Not because I'm performing.
But because when I remove the focus from self and shift it toward service, my story becomes interesting by default.
I've always been interested in people. After writing a book, for the first time (in my opinion), I've had people be interested in me. And I think at moments I talk too much without realizing it. I get excited and have a million thoughts to share.
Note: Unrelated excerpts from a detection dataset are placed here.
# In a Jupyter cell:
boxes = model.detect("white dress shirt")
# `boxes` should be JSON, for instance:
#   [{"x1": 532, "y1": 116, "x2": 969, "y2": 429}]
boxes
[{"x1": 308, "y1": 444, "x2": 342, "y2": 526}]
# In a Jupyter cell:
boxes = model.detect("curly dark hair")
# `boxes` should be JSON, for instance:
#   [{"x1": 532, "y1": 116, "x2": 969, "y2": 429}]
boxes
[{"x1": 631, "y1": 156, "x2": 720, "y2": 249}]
(But here's the truth: it's much more important to be interested and listen to people than to be interesting. Two months of genuine interest in people will give you more friends than two years of trying to be interesting.)
When my story stops being about me and starts being about what I can offer—when it's done from that place of serving, based in the foundation of the inherent value I bring—it becomes incredibly powerful.
That's what's so hard about this. The healthiest version of me loves to serve, loves to create these epic moments for people. But it has to be focused on serving, not on performing or doing it to gain love and acceptance.
And ironically, that's when people actually accept you—not for what you do, but for who you are.
Even when you mess up.
Even when you're boring.
Even when you're tired.
Even when you're broken hearted.
Your Assignment This Week:
I want you to ask yourself two questions:
1. Where am I performing instead of serving? (What am I doing to be accepted that's actually just exhausting me?)
2. Who am I trying to take with me that isn't ready to come? (And can I give myself permission to let them stay where they are?)
Write them down. Don't overthink it. Just notice.
Because maybe the path to excellence doesn't require giving up acceptance from the right people.
Maybe it just requires accepting yourself first.
Well, that's all for now.
-Daniel
P.S. If you know someone who’s going through a hard time. Please send this to them.
P.P.S. Next week I'll be sharing about my word of the year. I'm quite excited for 2026 in a lot of ways... but I've had 4 people in the last two days share really hard moments with me. And my sense is this is the message that I need to share today. That if you feel these emotions... you aren't alone.